The UK prime minister, Boris Johnson, is well known for his colourful language but he has come under criticism in recent weeks for using militaristic terms to describe Brexit, which some feel is inciting division.
He has said he’d rather “die in a ditch” than extend the Brexit deadline and condemned the legislation organised by MPs that would prevent him from taking the UK out without a deal as the “surrender bill”, as though to suggest Brexit is a war between the UK and EU. To add extra embellishment to this image, a Number 10 source briefed the Mail on Sunday that the legislation had been drafted by rebel MPs “in collusion” with “foreign powers”.
My research shows that this kind of language is far from being a general aspect of Johnson’s brand. It is, in fact, a very new tactic. He may have a longstanding interest in Winston Churchill, but before Brexit reached boiling point, Johnson hardly ever mentioned the war.

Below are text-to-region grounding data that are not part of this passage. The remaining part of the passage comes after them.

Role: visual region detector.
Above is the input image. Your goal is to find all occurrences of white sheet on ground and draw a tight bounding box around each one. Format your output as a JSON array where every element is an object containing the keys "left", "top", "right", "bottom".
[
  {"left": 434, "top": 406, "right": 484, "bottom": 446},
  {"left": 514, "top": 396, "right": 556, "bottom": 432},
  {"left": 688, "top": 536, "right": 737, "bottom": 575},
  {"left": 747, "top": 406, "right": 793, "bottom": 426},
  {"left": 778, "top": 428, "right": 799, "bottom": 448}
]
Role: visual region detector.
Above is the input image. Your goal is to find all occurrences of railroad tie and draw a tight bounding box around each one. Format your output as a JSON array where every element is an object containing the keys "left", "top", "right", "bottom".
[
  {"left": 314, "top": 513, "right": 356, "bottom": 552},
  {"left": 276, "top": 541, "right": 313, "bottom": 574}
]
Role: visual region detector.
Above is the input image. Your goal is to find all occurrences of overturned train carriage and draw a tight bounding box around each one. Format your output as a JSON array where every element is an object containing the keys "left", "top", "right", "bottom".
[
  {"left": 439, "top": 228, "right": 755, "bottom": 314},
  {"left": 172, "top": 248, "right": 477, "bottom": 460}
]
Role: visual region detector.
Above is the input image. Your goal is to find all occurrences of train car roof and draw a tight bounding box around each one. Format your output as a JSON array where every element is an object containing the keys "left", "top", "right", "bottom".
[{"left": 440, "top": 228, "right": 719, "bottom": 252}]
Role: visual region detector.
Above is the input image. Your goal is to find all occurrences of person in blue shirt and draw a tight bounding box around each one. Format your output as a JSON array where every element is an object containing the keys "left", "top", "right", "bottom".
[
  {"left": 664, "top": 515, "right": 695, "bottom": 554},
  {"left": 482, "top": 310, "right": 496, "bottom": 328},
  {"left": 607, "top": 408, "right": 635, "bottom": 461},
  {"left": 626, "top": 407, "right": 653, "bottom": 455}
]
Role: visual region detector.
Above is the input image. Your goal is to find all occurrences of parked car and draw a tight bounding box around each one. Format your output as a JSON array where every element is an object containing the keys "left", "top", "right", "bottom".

I’ve been examining the language Johnson used in written material authored between July 2015, when he became MP for Uxbridge and South Ruislip, and July 2018, when he resigned as foreign secretary from Theresa May’s government in protest over her Brexit deal. I’ve looked particularly at his use of historical and military imagery, before, during and after the Brexit referendum.
Given the kind of language being bandied around during the referendum, with Nigel Farage’s “battle bus” blasting out the theme from the Great Escape, we might have expected Johnson to have used many historical references in his writing. But he rarely did during this period.
Don’t mention the war? no problem
In his newspaper articles, Facebook posts, letters and transcribed speeches from this time, Johnson barely mentioned any wartime terms or phrases. Indeed, he only wrote one article between May 2015 and July 2018 which specifically referenced any wartime events, and he later apologised for its content, having compared the EU to Nazi Germany.
It was only after Johnson resigned as foreign secretary that he began, almost immediately, to reference World War II and use overtly militaristic terms in his writing. In his ministerial resignation speech in the House of Commons, Johnson argued that there had been a “stealthy retreat” by the May government from their Lancaster House plans and that Britain should “not be stampeded by anyone”.
Undoubtedly, resigning from the cabinet gave him more freedom to present his arguments in his own unique way but the contrast is nevertheless striking.
Temperatures were certainly high during the referendum but the approaching Brexit deadline on October 31 has led to a sense of desperation across the political spectrum. With neither side budging, consensus seems impossible and so the language has become more confrontational.
Then there has been the arrival in Downing Street of Dominic Cummings, the self-styled Svengali of the Leave campaign. His unflinchingly combative approach, while successful in the Brexit referendum, appears to have raised temperatures even further – although he himself describes the current situation as a “walk in the park”.
Another key difference may be that the government is running out of Brexit options. Where once Brexit supporters were able to talk of all kinds of different models for the UK’s future relationship with the EU – from a “Norway deal” to a “Canada option” – there is now only the choice between no deal, remaining or whatever deal Johnson hopes to strike with the EU at the eleventh hour. As the options become more stark, so does the language. As doors close, analogies become more urgent, more militaristic. Conservative MP Mark Francois cites his time in the Territorial Army, saying he “wasn’t trained to lose”. He and other members of the European Research Group call themselves “Spartans”.
Why it matters
For as long as politicians have been speaking to the masses, they have used military analogies to make their point. Terms referencing violence, war, weaponry and abuse have long been used, in a relatively benign way, to highlight dynamism and a determination to “get the job done”. These terms are equally a part of the daily lives of many people, and are largely meaningless. The violence they suggest is confined to the language used.
But it is clear that language matters, and it matters most in an uncertain, potentially dangerous political environment, such as exists in Britain at the moment. As a political environment becomes more febrile, the spectre of violence begins to become a reality.
MPs have warned as much, to Johnson directly at times. Labour MPs, most notably Paula Sherriff and Jess Phillips, have highlighted the murder of the MP Jo Cox in 2016 and warned that the warlike language being used by politicians was also being used in by the people sending them threatening emails and social media posts.
If language doesn’t matter, it raises the question of why the Conservative government have labelled the Benn Act “the surrender act” in the first place, and why they and others continue to use such violent and militaristic language.
For those who want to “win” the Brexit argument, language is a useful shorthand to sell your argument, to accuse the opposition of cowardice or collaboration with the “enemy” you have created. Johnson has deliberately changed his language since July 2018, using far more militaristic and warlike discourse than was evident before that date. And the difference is so stark that it indicates it was a deliberate rather than accidental change.